The Jerusalem Post reviewed the 16-page change in German law that imposes a criminal penalty that could lead to a three year prison term for flag burning.
The Social Democratic Party faction wrote in the proposed law ahead of its passage “that the draft law and the coalition factions’ amendment were not about restricting freedom of expression. Rather, a clear criminal law barrier should be set and a gap in criminal law should be closed. It was unbearable and unacceptable for the flag of the State of Israel to be burned in public.”
The main triggering event for the legislation was a 2017 demonstration in Berlin, in which 2,500 people, most of whom were German Muslims, protested against US President Donald Trump’s decision to relocate the US embassy to Israel’s capital, Jerusalem. The protesters torched an Israeli flag, prompting police at the time to initiate investigations into 11 people in connection with the flag burning.
According to the “justification” section of the legislation, the law to criminalize flag burning was extended “to any disparaging destruction of flags of foreign countries.” According to the justification, this is intended to react to events in December 2017: “A public demonstration in Berlin in that participants burned the Israeli flag and chanted corresponding slogans had become an antisemitic rally.”

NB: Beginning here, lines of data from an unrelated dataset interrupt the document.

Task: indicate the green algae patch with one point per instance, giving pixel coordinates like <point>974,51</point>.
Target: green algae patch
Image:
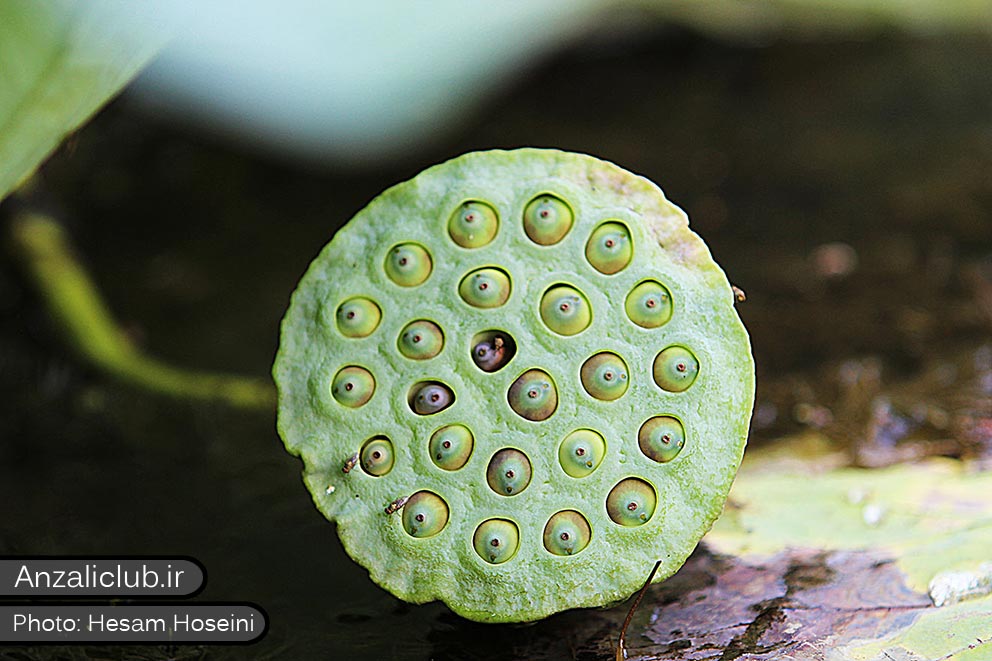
<point>502,524</point>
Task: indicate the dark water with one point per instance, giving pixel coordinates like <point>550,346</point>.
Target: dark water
<point>777,153</point>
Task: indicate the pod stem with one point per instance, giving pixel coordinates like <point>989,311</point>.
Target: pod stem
<point>75,304</point>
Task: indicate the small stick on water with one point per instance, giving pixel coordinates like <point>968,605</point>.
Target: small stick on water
<point>621,649</point>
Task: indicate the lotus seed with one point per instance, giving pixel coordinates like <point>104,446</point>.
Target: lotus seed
<point>675,369</point>
<point>473,224</point>
<point>649,304</point>
<point>377,456</point>
<point>430,397</point>
<point>451,446</point>
<point>420,340</point>
<point>425,514</point>
<point>408,264</point>
<point>581,452</point>
<point>358,317</point>
<point>509,472</point>
<point>533,395</point>
<point>547,220</point>
<point>496,540</point>
<point>565,310</point>
<point>567,533</point>
<point>631,502</point>
<point>485,288</point>
<point>604,376</point>
<point>353,386</point>
<point>661,438</point>
<point>609,249</point>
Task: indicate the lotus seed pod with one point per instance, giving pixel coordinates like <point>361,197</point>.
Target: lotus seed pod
<point>473,225</point>
<point>609,248</point>
<point>496,540</point>
<point>377,456</point>
<point>509,379</point>
<point>451,446</point>
<point>358,317</point>
<point>565,310</point>
<point>485,288</point>
<point>430,397</point>
<point>567,533</point>
<point>353,386</point>
<point>649,305</point>
<point>425,514</point>
<point>581,452</point>
<point>533,395</point>
<point>675,369</point>
<point>420,340</point>
<point>408,265</point>
<point>547,220</point>
<point>631,502</point>
<point>509,472</point>
<point>661,438</point>
<point>604,376</point>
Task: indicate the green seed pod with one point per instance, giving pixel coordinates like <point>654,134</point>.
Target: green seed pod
<point>547,220</point>
<point>430,397</point>
<point>609,249</point>
<point>533,395</point>
<point>649,305</point>
<point>473,224</point>
<point>509,472</point>
<point>358,317</point>
<point>485,288</point>
<point>604,376</point>
<point>565,310</point>
<point>408,264</point>
<point>377,456</point>
<point>353,386</point>
<point>524,391</point>
<point>425,514</point>
<point>420,340</point>
<point>631,502</point>
<point>675,369</point>
<point>567,533</point>
<point>451,446</point>
<point>581,452</point>
<point>661,438</point>
<point>496,540</point>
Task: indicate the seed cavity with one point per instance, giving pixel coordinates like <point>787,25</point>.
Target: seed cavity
<point>565,310</point>
<point>675,369</point>
<point>567,533</point>
<point>609,248</point>
<point>604,376</point>
<point>496,540</point>
<point>485,288</point>
<point>547,219</point>
<point>408,264</point>
<point>420,340</point>
<point>358,317</point>
<point>581,452</point>
<point>533,395</point>
<point>649,304</point>
<point>430,397</point>
<point>509,472</point>
<point>451,446</point>
<point>353,386</point>
<point>425,514</point>
<point>377,456</point>
<point>661,438</point>
<point>473,224</point>
<point>631,502</point>
<point>492,350</point>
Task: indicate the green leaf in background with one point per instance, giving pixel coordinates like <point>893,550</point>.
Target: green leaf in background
<point>59,63</point>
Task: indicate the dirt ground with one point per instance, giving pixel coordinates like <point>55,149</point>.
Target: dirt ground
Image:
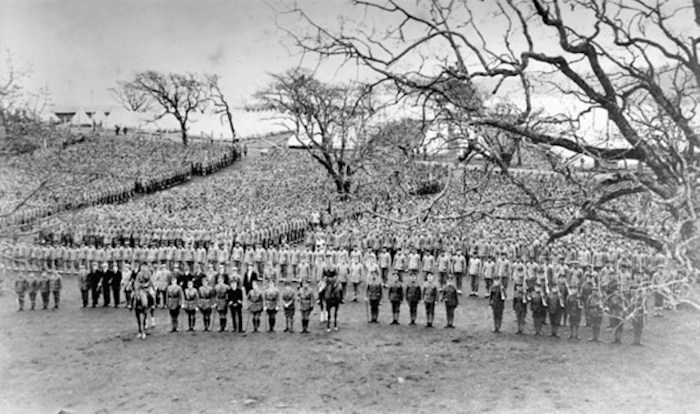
<point>89,360</point>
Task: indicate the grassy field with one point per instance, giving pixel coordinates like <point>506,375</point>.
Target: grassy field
<point>89,360</point>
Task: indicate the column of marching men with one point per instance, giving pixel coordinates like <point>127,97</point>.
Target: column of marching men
<point>566,287</point>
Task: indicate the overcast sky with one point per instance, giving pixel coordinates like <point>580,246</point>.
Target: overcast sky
<point>79,48</point>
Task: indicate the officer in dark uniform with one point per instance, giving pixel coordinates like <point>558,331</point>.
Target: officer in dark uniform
<point>306,304</point>
<point>430,296</point>
<point>413,297</point>
<point>395,297</point>
<point>221,293</point>
<point>44,289</point>
<point>497,300</point>
<point>288,299</point>
<point>33,283</point>
<point>175,302</point>
<point>451,299</point>
<point>206,300</point>
<point>272,296</point>
<point>235,302</point>
<point>191,305</point>
<point>374,296</point>
<point>255,304</point>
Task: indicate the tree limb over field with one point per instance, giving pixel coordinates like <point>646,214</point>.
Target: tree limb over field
<point>633,62</point>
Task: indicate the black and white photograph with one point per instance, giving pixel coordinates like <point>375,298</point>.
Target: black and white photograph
<point>349,206</point>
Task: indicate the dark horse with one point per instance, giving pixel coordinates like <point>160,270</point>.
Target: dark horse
<point>332,296</point>
<point>142,305</point>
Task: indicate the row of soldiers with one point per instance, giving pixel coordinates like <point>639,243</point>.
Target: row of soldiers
<point>46,285</point>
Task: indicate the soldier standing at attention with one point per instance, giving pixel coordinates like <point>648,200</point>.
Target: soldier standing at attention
<point>288,298</point>
<point>430,296</point>
<point>55,285</point>
<point>206,299</point>
<point>21,286</point>
<point>374,296</point>
<point>255,305</point>
<point>175,302</point>
<point>221,293</point>
<point>395,297</point>
<point>497,300</point>
<point>555,308</point>
<point>595,312</point>
<point>413,296</point>
<point>235,302</point>
<point>306,304</point>
<point>520,300</point>
<point>617,316</point>
<point>45,289</point>
<point>574,310</point>
<point>539,308</point>
<point>450,297</point>
<point>272,296</point>
<point>33,289</point>
<point>83,284</point>
<point>191,304</point>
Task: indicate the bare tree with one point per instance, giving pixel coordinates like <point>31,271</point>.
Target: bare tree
<point>130,97</point>
<point>221,104</point>
<point>633,63</point>
<point>179,95</point>
<point>332,122</point>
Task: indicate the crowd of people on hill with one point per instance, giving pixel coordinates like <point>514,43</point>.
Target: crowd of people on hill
<point>99,170</point>
<point>279,218</point>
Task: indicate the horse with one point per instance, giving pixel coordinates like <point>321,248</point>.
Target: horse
<point>143,303</point>
<point>333,297</point>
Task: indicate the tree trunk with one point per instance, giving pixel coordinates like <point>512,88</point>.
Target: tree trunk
<point>185,139</point>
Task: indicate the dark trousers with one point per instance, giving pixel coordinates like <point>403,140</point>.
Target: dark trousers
<point>116,294</point>
<point>237,318</point>
<point>106,294</point>
<point>84,296</point>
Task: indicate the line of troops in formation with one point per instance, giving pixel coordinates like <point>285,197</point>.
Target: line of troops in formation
<point>561,291</point>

German law until yesterday proscribed a criminal penalty for the burning and denigration of the German flag. The previous law only criminalized the burning of foreign flags under strict conditions in connection with, for example, a ceremony event.

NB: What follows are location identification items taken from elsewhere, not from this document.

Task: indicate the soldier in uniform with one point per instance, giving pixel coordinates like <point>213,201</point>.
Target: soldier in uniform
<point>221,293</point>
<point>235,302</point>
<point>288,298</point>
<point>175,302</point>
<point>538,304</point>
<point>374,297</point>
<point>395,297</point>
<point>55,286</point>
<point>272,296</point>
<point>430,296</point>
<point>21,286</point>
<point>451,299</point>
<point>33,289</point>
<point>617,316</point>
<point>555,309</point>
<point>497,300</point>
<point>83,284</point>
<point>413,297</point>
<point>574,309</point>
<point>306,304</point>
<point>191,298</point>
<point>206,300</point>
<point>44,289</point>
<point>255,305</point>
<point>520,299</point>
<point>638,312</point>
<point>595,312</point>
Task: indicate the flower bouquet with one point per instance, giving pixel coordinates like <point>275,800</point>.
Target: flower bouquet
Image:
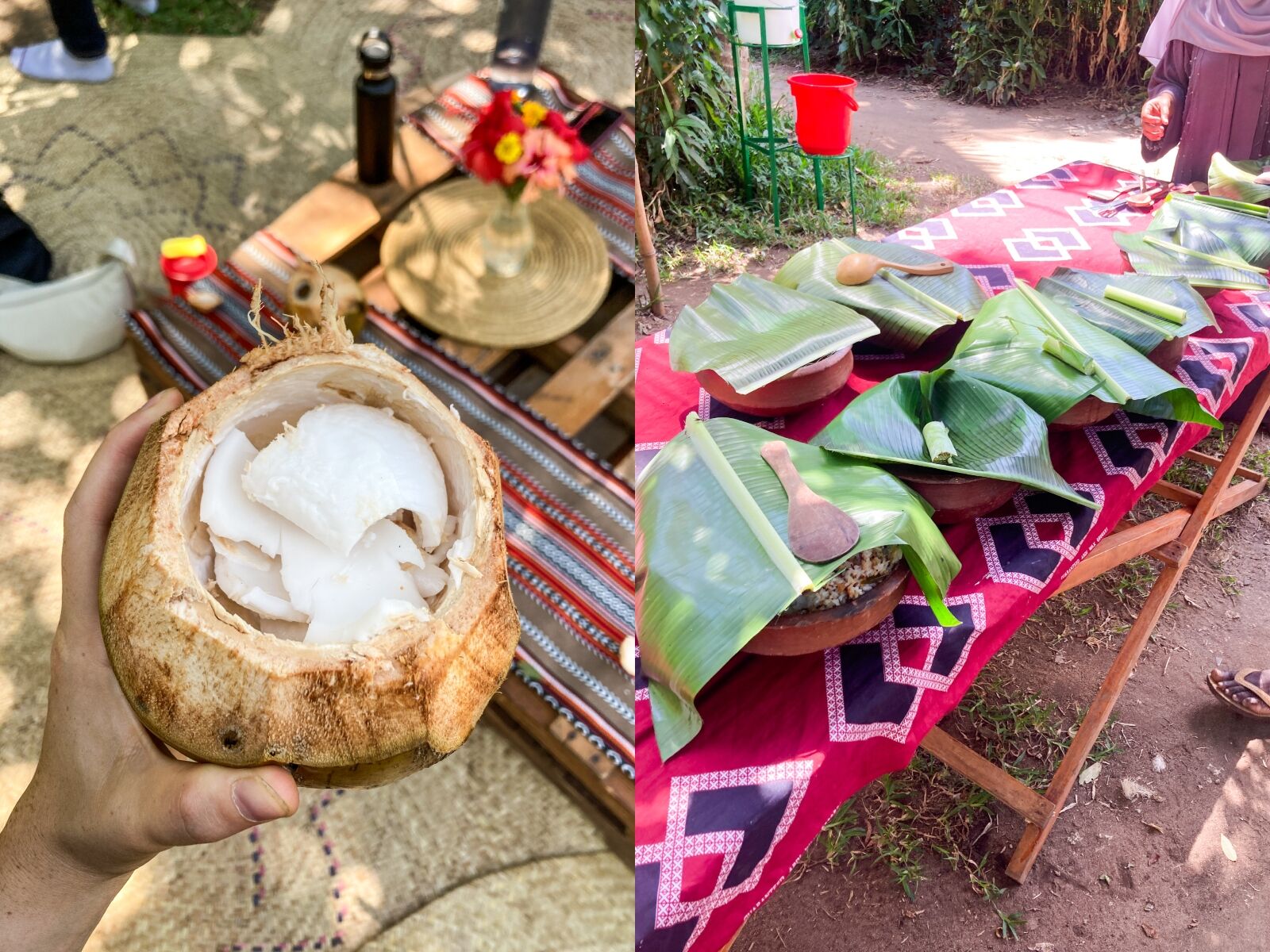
<point>526,149</point>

The new law also criminalizes the desecration of the EU flag and EU anthem.
The Post reported in January that the largely anti-Israel party Die Linke (The Left) has torpedoed a bill in the Berlin senate, which would have banned the burning of the Israeli flag in Germany’s capital city.

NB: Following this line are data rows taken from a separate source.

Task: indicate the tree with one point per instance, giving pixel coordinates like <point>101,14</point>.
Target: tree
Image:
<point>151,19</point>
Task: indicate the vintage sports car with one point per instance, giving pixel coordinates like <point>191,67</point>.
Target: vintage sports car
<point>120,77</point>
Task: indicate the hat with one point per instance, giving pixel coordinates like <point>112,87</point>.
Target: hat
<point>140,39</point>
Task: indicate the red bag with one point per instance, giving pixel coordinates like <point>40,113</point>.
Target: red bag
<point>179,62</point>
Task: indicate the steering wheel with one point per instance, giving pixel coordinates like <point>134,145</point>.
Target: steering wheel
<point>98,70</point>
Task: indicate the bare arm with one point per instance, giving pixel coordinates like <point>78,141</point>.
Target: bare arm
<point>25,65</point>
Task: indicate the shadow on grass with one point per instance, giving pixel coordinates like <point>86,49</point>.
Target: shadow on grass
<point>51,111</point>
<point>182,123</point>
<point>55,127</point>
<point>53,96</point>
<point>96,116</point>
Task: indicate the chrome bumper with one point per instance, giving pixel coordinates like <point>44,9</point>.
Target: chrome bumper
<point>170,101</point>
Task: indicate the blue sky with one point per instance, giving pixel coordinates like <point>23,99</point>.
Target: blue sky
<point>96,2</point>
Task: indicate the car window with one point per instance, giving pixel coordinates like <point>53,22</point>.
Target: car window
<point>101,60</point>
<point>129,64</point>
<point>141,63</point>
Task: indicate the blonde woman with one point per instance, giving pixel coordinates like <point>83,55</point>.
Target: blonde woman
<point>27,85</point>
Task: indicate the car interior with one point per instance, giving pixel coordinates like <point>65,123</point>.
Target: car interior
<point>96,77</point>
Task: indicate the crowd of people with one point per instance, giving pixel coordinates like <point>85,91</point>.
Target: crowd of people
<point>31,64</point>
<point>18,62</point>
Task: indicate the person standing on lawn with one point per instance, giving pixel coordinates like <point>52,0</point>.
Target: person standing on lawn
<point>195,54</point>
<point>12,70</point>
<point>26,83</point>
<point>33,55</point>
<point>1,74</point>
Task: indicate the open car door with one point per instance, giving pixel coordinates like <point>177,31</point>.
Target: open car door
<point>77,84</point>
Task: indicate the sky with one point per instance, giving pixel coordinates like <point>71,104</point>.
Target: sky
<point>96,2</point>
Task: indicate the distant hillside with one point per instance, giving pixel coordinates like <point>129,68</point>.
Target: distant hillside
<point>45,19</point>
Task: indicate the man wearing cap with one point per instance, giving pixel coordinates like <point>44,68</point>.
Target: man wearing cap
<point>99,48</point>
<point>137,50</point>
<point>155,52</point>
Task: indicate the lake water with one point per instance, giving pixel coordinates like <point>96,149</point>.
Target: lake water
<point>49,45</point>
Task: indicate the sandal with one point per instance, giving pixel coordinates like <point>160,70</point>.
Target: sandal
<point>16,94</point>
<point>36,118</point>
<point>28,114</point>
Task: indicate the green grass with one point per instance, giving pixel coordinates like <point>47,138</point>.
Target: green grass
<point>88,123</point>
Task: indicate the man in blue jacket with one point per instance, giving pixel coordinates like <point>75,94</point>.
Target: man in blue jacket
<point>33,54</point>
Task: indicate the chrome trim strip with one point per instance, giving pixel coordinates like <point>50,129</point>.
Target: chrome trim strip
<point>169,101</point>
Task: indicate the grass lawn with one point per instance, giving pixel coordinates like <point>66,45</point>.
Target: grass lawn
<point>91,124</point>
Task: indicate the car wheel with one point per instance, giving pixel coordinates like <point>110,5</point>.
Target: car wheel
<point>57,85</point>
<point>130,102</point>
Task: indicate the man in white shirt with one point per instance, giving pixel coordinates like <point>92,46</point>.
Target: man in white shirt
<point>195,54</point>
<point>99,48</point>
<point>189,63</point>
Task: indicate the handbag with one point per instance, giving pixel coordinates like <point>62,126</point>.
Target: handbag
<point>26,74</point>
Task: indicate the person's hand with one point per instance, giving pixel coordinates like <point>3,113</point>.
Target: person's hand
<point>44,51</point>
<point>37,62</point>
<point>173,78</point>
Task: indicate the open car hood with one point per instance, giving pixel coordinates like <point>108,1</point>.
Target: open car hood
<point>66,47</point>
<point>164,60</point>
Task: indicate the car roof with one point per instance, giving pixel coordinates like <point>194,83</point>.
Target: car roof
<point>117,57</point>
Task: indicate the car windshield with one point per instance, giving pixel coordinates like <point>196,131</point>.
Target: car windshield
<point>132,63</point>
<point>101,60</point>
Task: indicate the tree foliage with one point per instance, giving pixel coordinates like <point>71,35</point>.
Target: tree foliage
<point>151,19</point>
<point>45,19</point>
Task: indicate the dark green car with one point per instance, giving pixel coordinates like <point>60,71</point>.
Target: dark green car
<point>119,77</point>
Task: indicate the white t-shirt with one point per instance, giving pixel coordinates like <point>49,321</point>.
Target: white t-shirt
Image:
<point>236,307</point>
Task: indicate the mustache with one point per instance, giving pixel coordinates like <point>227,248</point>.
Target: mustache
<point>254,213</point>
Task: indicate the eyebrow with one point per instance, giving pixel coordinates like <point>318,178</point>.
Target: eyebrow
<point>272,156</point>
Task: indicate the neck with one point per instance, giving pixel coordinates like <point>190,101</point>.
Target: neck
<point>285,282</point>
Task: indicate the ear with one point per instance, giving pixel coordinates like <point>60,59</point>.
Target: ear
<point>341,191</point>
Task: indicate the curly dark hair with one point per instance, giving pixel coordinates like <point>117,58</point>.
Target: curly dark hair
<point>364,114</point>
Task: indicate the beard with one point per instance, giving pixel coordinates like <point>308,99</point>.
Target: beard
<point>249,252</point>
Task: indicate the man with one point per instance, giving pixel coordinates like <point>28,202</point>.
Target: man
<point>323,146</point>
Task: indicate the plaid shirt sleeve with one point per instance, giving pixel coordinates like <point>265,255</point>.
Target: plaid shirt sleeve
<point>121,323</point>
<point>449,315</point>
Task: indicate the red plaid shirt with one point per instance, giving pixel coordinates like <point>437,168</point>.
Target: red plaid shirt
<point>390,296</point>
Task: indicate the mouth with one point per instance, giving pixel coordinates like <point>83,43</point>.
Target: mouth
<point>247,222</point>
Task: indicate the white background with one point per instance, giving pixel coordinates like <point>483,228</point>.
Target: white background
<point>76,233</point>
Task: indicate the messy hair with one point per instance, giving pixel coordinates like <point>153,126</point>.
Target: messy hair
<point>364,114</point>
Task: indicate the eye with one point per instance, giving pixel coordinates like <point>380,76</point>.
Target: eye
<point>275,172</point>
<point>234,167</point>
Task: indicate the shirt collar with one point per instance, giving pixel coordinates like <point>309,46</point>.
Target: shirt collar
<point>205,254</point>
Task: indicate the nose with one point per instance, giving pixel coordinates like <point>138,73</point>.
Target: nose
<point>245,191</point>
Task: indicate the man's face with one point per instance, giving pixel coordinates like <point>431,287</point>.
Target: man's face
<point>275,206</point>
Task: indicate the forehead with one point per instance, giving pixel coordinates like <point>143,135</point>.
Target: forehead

The new federal law will now apply to city-states like Berlin. Left Party politician Sebastian Schlüsselburg blocked a ban of torching Israeli flags at the time. The Left Party opposed a ban of the terrorist entity Hezbollah. In 2014, MPs from the Left Party secured the No. 4 spot on the list of the Simon Wiesenthal Center’s list of worst outbreaks of antisemitism and anti-Israel conduct.
Party members Annette Groth, Inge Höger, Claudia Haydt and Heike Hänsel fomented hatred of the Jewish state during a talk in the Bundestag, the center said at the time.